3. Disk must be mounted to avoid console messages and to ensure failover (no prove because no test environment for it).

My 3 questions remain.

Wim
Wim
Wim Van den Wyngaert
Honored Contributor

Re: Why mount the quorum disk ?

Correction on 3.

The message "please mount quorum disk" is given ONLY when quorum.dat doesn't exist, so when it's trying to create the file.

Wim
Wim
Keith Parris
Trusted Contributor

Re: Why mount the quorum disk ?

Cass wrote:
> I beleive that the Quorum disk will only be asked to cast a vote if it is needed. So when you boot up one node the quorum disk is needed but when the second node joins the cluster the quorum disk is no longer needed and so it no longer votes. <

A quorum disk will contribute votes whenever it can be validated, whether the votes are needed or not. Wim explained that the reason he didn't see the quorum disk votes initially was that prior to his mounting the quorum disk, a QUORUM.DAT file did not yet exist on the disk, so it couldn't vote.

Wim wrote:
> 1) how long can a mount verification take ? And in this case, the task was dual : the remaining voting member must take control of all disks and it must serve them to the non-voting members. 120 seconds seems a long time for me. <

A mount verification can take up to MVTIMEOUT seconds. :-)

After the node goes away, with RECNXINTERVAL set to 100, you're going to wait 100 seconds before you give up and have a state transition to throw the node out of the cluster.

That plus the 120 seconds for SHADOW_MBR_TMO might explain the 220 seconds you saw.

> 2) how is it possible that the disk is removed 2 times ? <

Could that be an OPCOM message from another node?

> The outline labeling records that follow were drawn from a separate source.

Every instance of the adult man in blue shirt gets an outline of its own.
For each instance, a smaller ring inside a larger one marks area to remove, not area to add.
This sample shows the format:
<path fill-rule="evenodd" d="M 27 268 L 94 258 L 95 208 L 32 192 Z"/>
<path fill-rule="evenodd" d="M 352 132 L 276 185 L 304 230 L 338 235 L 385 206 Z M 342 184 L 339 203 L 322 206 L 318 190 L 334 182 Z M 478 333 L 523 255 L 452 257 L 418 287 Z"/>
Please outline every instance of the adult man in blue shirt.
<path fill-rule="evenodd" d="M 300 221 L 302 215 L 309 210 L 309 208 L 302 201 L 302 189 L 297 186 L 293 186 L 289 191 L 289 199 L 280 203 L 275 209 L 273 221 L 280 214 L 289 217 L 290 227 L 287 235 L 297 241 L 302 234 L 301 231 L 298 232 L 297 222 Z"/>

> 3) the 2nd disk removal is almost 220 seconds after the mount verification was started. Why is it permitted to do overtime (SHA...TMO is 120)? <

SHADOW_MBR_TMO specifies the minimum acceptable amount of time we wait before a member is removed; it is allowed to take longer, but the disk won't be thrown out any sooner than this.

John wrote:
> A system only becomes a qf_watcher when the disk_quorum device is mounted on that system. See http://h71000.www7.hp.com/doc/731FINAL/4477/4477pro_002.html#integ_avail 2.3.9 points. <

A system can become a quorum disk watcher without the disk being mounted. The document you cite correctly advises "To permit recovery from failure conditions, the quorum disk must be mounted by all disk watchers" but technically, to become a quorum disk watcher only requires a proper setting for the SYSGEN parameter DISK_QUORUM and successful direct (not MSCP-served) access to the disk (see Roy Davis' VAXcluster Principles, p. 7-15).
Cass Witkowski
Trusted Contributor

Re: Why mount the quorum disk ?

Thanks for the clarification Keith.
Jan van den Ende
Honored Contributor

Re: Why mount the quorum disk ?

Thanks, Keith.

To me, this is just all the more arguments to try to avoid Quorum Disks whenever a valid quorum scheme can be constructed without QD (i.e., ANY config with > 2 nodes is better off without)

Just my EUR 0.02

Proost.

Have one on me.

jpe
Don't rust yours pelled jacker to fine doll missed aches.